When one sets his or her mind to finally thinking about an estate plan, it usually becomes clear pretty quickly that there are a lot of considerations that need to be contemplated. Unless you have an absolutely firm grasp on the laws of New York, it’s always best, at least in my opinion, to seek the counsel of an experienced professional who can help you navigate the course and come up with a plan that makes sense.
One of the biggest misconceptions that I regularly encounter is the belief that everything one owns will pass through his or her Last Will and Testament. For better or worse, that’s (typically) not the case. In New York, and most other jurisdictions if truth be told, there are two distinct categories of assets that individuals likely own – testamentary assets and non-testamentary assets. The category under which each asset falls will determine how it passes at the time of death.

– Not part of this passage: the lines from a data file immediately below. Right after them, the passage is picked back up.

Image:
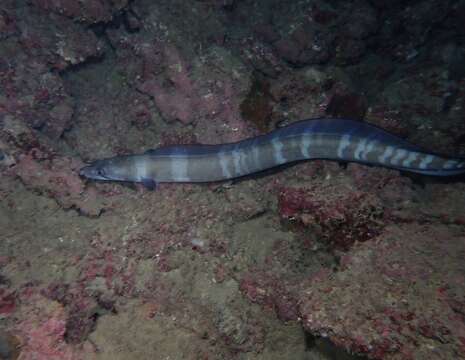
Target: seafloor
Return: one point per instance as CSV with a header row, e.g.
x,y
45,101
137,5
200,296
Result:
x,y
317,261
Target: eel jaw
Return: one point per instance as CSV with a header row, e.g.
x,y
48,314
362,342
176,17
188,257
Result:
x,y
92,171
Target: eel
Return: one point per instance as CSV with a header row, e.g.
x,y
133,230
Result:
x,y
323,138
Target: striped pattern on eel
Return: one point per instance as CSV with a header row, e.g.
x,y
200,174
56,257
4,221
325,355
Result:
x,y
331,139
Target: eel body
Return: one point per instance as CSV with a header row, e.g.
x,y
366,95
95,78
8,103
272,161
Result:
x,y
331,139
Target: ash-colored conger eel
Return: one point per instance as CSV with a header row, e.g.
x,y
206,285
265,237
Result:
x,y
330,139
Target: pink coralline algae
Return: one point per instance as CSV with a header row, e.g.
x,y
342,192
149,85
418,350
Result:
x,y
341,219
58,178
396,303
41,331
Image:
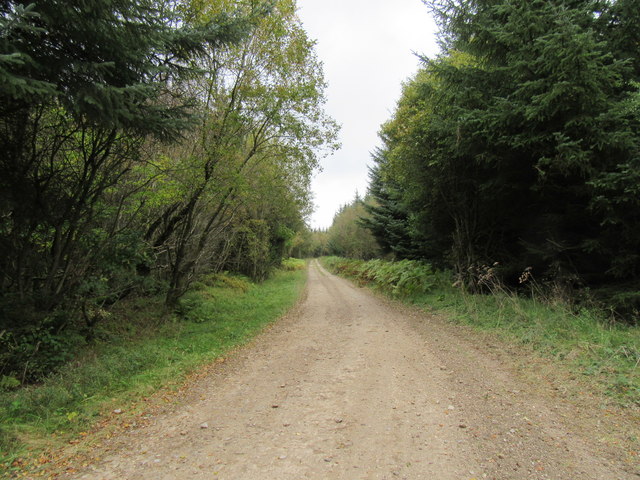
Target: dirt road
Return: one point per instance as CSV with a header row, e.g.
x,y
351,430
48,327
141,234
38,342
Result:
x,y
350,387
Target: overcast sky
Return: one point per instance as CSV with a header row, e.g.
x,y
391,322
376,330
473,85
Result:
x,y
367,48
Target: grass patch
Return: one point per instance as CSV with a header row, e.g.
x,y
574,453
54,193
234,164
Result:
x,y
145,351
587,340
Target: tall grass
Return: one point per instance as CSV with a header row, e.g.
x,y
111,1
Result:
x,y
585,340
146,350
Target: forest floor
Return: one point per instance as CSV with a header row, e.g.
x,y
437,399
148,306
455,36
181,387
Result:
x,y
352,386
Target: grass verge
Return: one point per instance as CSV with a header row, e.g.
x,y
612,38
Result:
x,y
145,351
587,341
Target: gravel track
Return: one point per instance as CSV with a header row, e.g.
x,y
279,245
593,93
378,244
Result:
x,y
349,386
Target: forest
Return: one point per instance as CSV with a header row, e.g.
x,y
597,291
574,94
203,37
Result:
x,y
516,151
144,144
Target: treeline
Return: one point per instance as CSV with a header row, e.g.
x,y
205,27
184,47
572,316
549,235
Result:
x,y
517,149
143,143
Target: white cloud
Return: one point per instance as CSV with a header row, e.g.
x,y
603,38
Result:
x,y
367,48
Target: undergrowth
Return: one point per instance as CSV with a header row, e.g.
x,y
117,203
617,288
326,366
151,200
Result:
x,y
586,340
147,349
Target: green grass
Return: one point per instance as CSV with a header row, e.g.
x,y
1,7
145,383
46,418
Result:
x,y
145,351
586,340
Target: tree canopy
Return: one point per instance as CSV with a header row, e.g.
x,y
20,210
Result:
x,y
519,144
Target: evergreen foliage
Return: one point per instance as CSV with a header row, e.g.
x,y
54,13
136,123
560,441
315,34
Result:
x,y
519,143
145,143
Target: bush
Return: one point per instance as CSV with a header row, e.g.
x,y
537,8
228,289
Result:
x,y
400,279
293,264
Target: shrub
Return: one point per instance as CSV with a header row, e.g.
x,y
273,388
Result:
x,y
400,279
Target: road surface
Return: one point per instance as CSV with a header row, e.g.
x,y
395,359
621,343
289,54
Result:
x,y
350,386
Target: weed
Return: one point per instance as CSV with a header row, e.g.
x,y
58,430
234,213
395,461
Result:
x,y
585,339
145,351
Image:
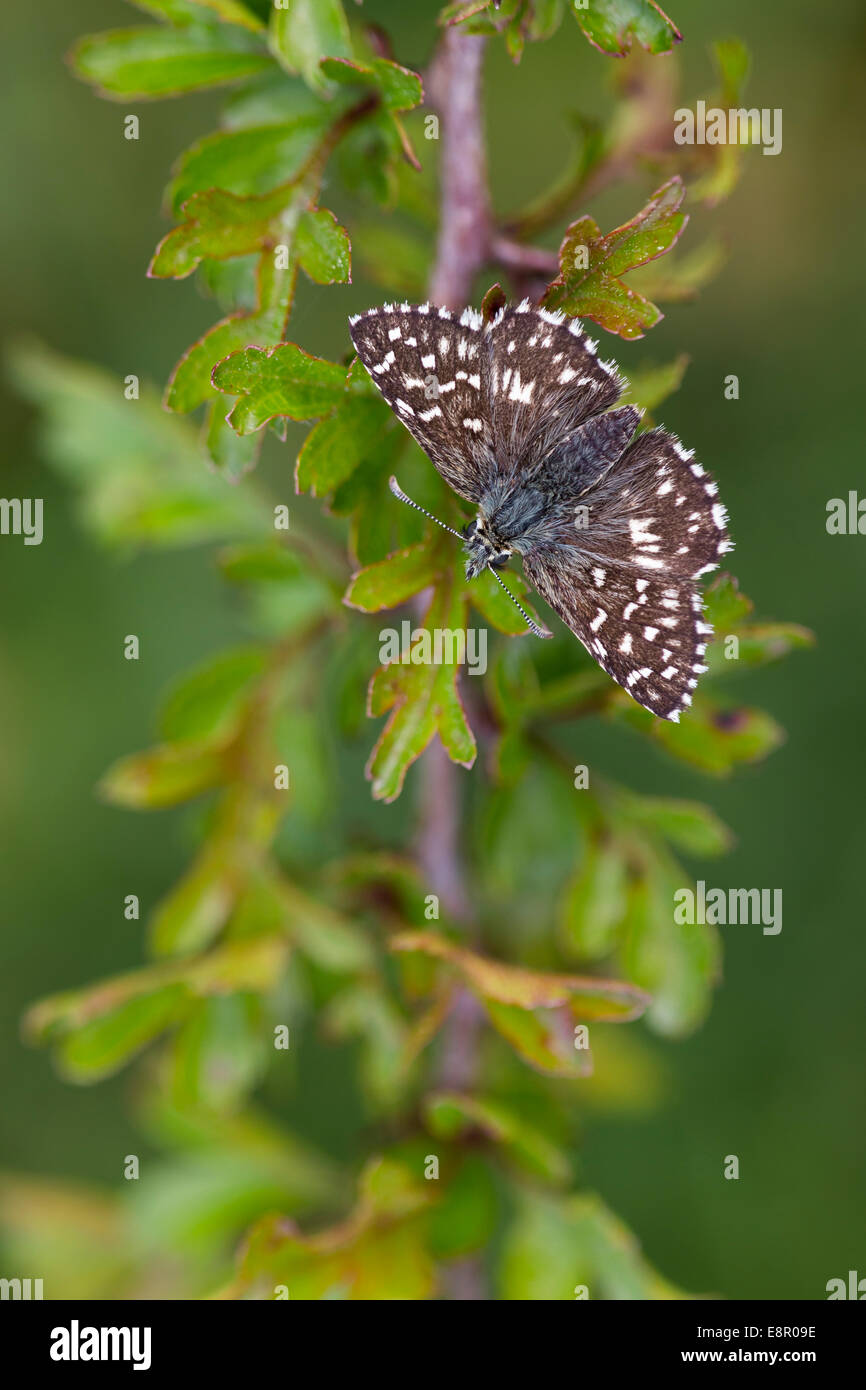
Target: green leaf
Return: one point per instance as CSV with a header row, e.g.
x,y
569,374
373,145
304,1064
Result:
x,y
135,470
278,381
558,1244
103,1045
726,606
758,645
159,61
189,11
339,444
218,1054
378,1253
164,776
464,1218
679,278
592,264
396,88
496,608
535,1011
218,225
585,997
687,824
199,904
241,965
306,29
323,248
271,563
711,737
401,89
610,25
452,1115
331,940
366,1011
248,161
595,901
648,387
394,580
421,699
209,704
676,963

As far as an explanation is concerned relative to how the categories differ, allow me to clarify. Testamentary assets are best described as those assets which you alone own exclusively and for which there is no provision inherently attached as to how you want them to pass. Typical assets that might be listed in this category include vehicles, stocks, bank accounts and real estate. Given that these assets do not contain any terms setting forth how they are to be distributed at the time of death, they are included in a will in order to direct how and to whom the assets go.
By contrast, non-testamentary assets, or what are sometimes known as self-directed assets or non-probate assets, are not controlled by a Will. They instead pass outside of one’s estate and are typically contractual in nature (although not always). Typical assets that fall under the non-testamentary category include life insurance, IRAs, 401Ks and some other retirement plans. These assets will pass outside of your Will, thereby not adding to the overall size of your estate. They pass according to the beneficiary designations you set in place prior to passing away (so always make sure those designations are current, as you don’t want an unintended person to take!!).
While non-testamentary assets typically pass outside of a Will, there are instances where one may wish to control their distribution through a Will. For example, depending on the age(s) of certain beneficiaries, it may not make sense to name those individuals as the outright recipients of a potentially significant asset (like a 401K or life insurance policy). When those occasions arise, it’s possible to direct the distribution of a non-testamentary asset through a testamentary trust that you establish in your Will. This will allow you to ensure that the asset comes to the intended recipient in a more reasonable manner. If we’re calling a spade a spade, I don’t think it’s farfetched to say that most individuals would not want to drop a half-million dollar insurance policy directly into the hands of an immature 18 year-old without some mechanism of control in place; that’s what a testamentary trust protects against in this instance. The bottom line is that you have options to ensure that even non-testamentary assets are distributed responsibly. These choices, however, should be considered under the guidance of a qualified professional who can assist in developing a plan that makes sense.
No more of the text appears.